Kevin Murphy, September 19, 2012, Domain Registries

Members of the domain name industry, led by Michele Neylon of Blacknight, plan to complain to ICANN about dozens of single-registrant new gTLD applications filed by Google and Amazon.
The signatories of a new letter are bothered by plans by these companies and others to hold dictionary word gTLDs for their own exclusive use, not allowing regular internet users to register domains.
While the letter does not call out applicants by name, it specifically mentions .blog, .music and .cloud as examples of potentially objectionable single-registrant gTLDs.
Google has applied for .blog and .cloud for its own use, among many others. Amazon has done the same for .cloud and .music and dozens of others. All three are heavily contested.
The letter is so far signed by 13 people, many of whom work for registrars. It states in part:

generic words used in a generic way belong to all people. It is inherently in the public interest to allow access to generic new gTLDs to the whole of the Internet Community, e.g., .BLOG, .MUSIC, .CLOUD. Allowing everyone to register and use second level domain names of these powerful, generic TLDs is exactly what we envisioned the New gTLD Program would do. In contrast, to allow individual Registry Operators to segregate and close-off common words for which they do not possess intellectual property rights in effect allows them to circumvent nation-states’ entrenched legal processes for obtaining legitimate and recognized trademark protections.

The ICANN Applicant Guidebook gives certain special privileges to single-registrant gTLDs.
In its discretion, ICANN can release such registries from the Code of Conduct, which obliges them to treat all accredited registrars on a non-discriminatory basis.
The condition for this exception is that “all domain name registrations in the TLD are registered to, and maintained by, Registry Operator for its own exclusive use”.
The measure was designed to capture dot-brand gTLDs such as .google and .amazon, where only the registry itself controls the second-level domain names.
But Google seems to want to benefit from the exception to the Code of Conduct while still offering second-level domains for use by its customers, at least in some applications.
In its .blog application, for example, it states:

Charleston Road Registry [the applying Google subsidiary] intends to apply for an exemption to ICANN’s Registry Operator Code of Conduct and operate the proposed gTLD with Google as the sole registrar and registrant. The proposed gTLD will specifically align with Blogger, an existing Google product, and will provide users with improved capabilities that meet their diverse needs.
The specialization goal of the proposed gTLD is to provide a dedicated second-level domain space for the management of a userʹs Blogger account.

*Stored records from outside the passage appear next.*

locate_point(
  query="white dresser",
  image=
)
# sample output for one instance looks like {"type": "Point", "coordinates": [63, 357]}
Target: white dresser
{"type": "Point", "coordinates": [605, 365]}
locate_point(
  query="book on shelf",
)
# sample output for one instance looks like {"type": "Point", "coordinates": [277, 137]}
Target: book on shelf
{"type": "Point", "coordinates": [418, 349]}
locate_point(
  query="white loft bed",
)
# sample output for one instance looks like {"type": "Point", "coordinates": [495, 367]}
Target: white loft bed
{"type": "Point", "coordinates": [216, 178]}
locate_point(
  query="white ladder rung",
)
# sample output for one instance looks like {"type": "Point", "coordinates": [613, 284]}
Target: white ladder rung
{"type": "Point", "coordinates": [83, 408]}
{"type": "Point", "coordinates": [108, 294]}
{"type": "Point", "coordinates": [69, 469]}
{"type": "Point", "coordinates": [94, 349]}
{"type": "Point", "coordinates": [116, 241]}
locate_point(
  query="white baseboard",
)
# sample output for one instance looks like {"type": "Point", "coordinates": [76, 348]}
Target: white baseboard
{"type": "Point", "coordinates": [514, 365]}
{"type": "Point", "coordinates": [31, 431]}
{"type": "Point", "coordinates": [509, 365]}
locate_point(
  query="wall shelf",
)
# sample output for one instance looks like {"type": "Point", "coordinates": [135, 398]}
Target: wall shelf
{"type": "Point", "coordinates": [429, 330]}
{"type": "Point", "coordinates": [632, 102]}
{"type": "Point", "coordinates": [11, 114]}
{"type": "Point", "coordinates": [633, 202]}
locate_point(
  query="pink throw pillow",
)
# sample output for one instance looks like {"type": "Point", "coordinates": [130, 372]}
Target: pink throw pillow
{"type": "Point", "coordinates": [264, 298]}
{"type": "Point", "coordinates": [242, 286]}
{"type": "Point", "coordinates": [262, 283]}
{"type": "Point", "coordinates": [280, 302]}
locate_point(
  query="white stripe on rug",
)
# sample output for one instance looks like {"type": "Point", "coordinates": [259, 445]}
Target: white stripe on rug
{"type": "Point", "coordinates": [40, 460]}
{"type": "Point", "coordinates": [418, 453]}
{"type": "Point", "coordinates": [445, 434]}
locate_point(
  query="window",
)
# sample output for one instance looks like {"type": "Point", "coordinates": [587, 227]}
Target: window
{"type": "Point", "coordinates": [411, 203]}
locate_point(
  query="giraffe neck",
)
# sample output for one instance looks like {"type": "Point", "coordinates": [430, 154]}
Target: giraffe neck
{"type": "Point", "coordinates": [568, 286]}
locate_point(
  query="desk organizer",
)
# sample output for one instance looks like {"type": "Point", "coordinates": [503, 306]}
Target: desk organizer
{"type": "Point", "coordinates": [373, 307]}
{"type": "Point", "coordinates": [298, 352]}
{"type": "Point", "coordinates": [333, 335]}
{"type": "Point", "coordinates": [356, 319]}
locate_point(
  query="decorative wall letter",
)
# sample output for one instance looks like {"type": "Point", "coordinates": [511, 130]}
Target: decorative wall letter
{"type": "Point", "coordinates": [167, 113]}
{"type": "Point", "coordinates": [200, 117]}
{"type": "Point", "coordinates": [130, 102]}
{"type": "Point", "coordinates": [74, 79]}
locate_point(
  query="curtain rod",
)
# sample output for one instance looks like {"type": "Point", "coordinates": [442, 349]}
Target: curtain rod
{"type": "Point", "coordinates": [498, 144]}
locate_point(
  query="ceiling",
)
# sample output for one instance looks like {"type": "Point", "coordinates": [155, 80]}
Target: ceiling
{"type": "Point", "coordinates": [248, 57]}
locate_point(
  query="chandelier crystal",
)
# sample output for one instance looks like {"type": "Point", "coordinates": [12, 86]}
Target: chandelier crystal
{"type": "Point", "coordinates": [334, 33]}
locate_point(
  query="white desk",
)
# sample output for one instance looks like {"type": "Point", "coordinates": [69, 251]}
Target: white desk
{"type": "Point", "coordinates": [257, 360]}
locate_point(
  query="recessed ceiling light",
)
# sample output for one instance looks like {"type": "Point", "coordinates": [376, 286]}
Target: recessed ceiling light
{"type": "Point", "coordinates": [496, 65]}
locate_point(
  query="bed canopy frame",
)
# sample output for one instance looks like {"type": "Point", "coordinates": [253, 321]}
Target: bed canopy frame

However, the same application also states:

The mission of the proposed gTLD is to provide a dedicated domain space in which users can publish blogs. All registered domains in the .blog gTLD will automatically be delegated to Google DNS servers, which will in turn provide authoritative DNS responses pointing to the Google Blogger service. The mission of the proposed gTLD is to simplify the Blogger user experience. Users will be able to publish content on a unique .blog domain (e.g., myname.blog) which will serve as a short and memorable URL for a particular Blogger account.

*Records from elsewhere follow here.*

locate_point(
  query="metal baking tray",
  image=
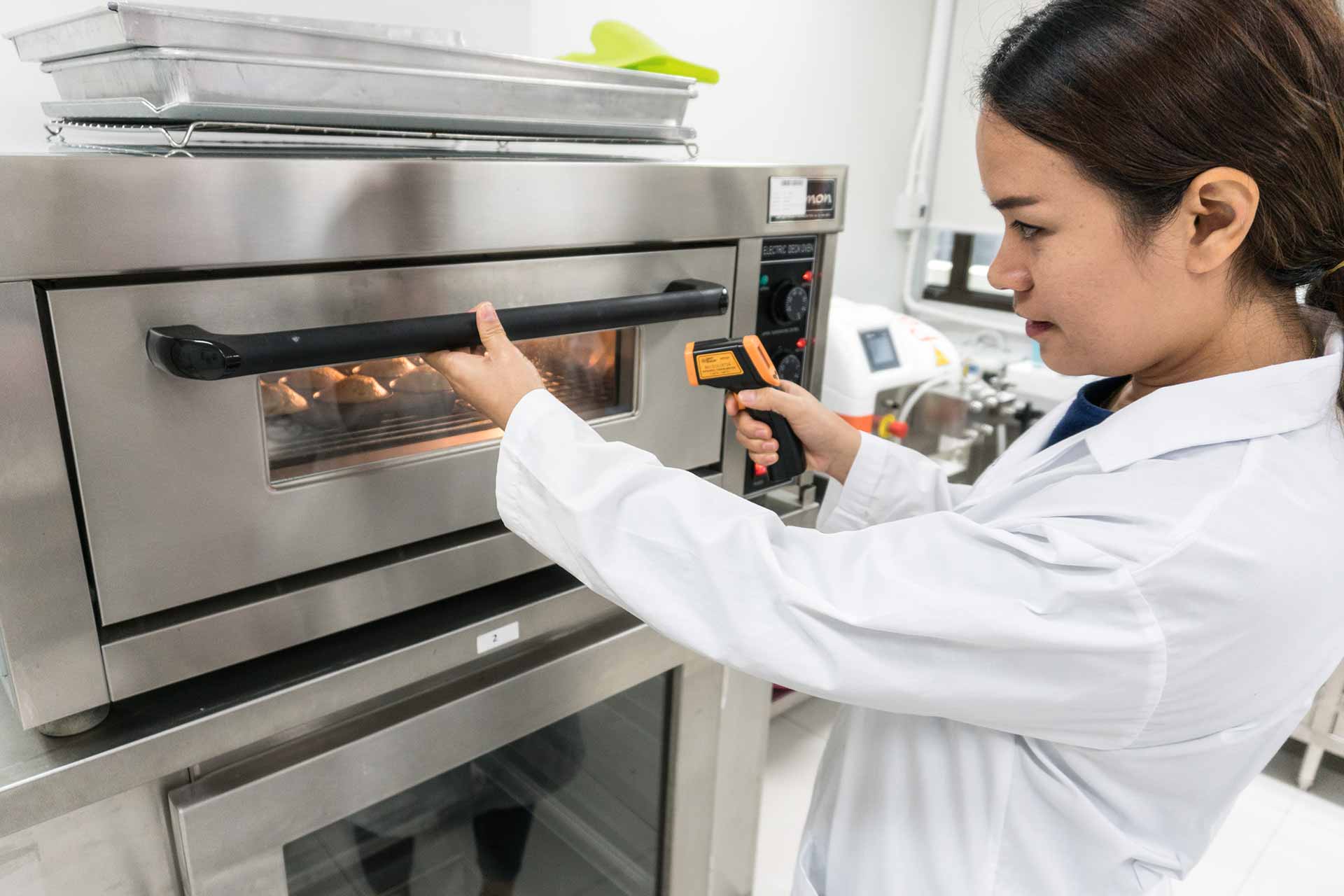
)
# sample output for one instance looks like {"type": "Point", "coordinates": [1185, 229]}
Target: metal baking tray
{"type": "Point", "coordinates": [134, 111]}
{"type": "Point", "coordinates": [124, 26]}
{"type": "Point", "coordinates": [185, 85]}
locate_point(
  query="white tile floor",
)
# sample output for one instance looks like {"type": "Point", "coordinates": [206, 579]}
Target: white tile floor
{"type": "Point", "coordinates": [1278, 841]}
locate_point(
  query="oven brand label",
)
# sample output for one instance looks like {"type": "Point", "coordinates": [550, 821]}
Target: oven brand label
{"type": "Point", "coordinates": [711, 367]}
{"type": "Point", "coordinates": [803, 199]}
{"type": "Point", "coordinates": [496, 638]}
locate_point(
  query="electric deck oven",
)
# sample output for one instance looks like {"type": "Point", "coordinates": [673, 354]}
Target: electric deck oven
{"type": "Point", "coordinates": [244, 514]}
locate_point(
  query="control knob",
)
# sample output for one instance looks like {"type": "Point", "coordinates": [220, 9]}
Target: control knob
{"type": "Point", "coordinates": [790, 304]}
{"type": "Point", "coordinates": [790, 367]}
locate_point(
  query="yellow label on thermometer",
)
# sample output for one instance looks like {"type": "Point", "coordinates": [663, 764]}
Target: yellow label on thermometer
{"type": "Point", "coordinates": [711, 367]}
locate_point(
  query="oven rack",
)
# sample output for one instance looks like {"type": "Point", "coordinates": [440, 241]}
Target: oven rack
{"type": "Point", "coordinates": [312, 447]}
{"type": "Point", "coordinates": [178, 137]}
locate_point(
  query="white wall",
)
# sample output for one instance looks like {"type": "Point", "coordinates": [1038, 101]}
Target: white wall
{"type": "Point", "coordinates": [803, 81]}
{"type": "Point", "coordinates": [958, 202]}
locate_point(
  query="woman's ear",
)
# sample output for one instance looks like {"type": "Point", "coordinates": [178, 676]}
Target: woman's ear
{"type": "Point", "coordinates": [1217, 213]}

“Google want .blog to be only for Blogspot users, which is insane,” Neylon told DI. “No one company should have control of a generic name space like that.”
“The new TLD project spent thousands of hours working on protecting IP rights, and then you get big companies blatantly abusing the system,” he said.
It’s not at all clear whether Google’s plan for .blog is a permitted use case. Does Google’s plan for .blog and other gTLDs mean third parties will be “controlling” and/or “using” .blog domains?
Or is its plan more akin to a dot-brand offering its customers vanity URLs, such as kevin.barclays or john.citi?
I err to the former interpretation.
When a new gTLD applicant asked ICANN for clarity on this matter last December, ICANN’s response was:

“Exclusive use” has its common meaning. The domain name must be exclusively used by the Registry Operator, and no unaffiliated (using the definition of “Affiliate” in the Registry Agreement) third-party may have control over the registration or use of the domain name.